Today I want to talk about my experience visiting an immersion school. Last Friday I went up to a school in/near Wairoa with the director and research analyst of language and culture for the iwi. It was a great opportunity to talk to two people who are passionate about making sure their language, te reo Maori, thrives. They took me up to the school where the kids did a haka powhiri, or friendly welcome, to invite me onto their school. The director spoke for our little group, telling them where I come from and what I was doing in New Zealand then he and the research analyst sang a song for the class. I didn't get a chance to speak with the kids because it was recess time right after we arrived but they sang a couple of really nice waiata, or songs.
I visited a couple of classrooms and even got to give a small lesson of Ojibwe to a few 7-year-olds. They were a great class and it was amazing to hear all of the students, teachers and parents that were there speaking their native language!
After the school, we went to the home of someone who has taught hundreds of people te reo Maori, including the research analyst that was showing me around. Her and her husband were very welcoming and he and I chatted for a long time about the area they live and he told me a bit about their life together. Meanwhile, the other three were talking in Maori and I occasionally caught an English word or phrase but by the time my brain registered English, they had switched right back into Maori!
Our final stop was Te Mahia mai Tawhiti, which is where Ngāti Kahungunu's eponymous ancestors settled after their waka landed nearby.
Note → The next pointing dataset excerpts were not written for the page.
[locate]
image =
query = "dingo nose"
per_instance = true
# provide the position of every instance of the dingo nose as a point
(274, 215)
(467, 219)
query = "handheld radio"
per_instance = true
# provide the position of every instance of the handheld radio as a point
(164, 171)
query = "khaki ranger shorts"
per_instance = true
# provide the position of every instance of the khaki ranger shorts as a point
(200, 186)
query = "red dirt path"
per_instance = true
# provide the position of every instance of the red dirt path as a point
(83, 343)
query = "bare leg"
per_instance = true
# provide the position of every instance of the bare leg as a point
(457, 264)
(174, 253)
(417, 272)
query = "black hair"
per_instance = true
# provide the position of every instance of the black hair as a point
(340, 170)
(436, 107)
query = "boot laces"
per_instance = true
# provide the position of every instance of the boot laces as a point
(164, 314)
Forgive me if this is not right, I'm still working on sorting out how genealogy works! One thing that amazes me about the Maori is that many of them have a clear sense of their family tree-they can name each of their major ancestors stretching back for generations. It was an honor to visit such an important site and to hear the stories of the ancestors from that region. Maori genealogy just blows my mind!
That's it for now I suppose. I just feel very lucky to be here making connections and I am hoping that many of these bonds remain strong even after I head back to the States.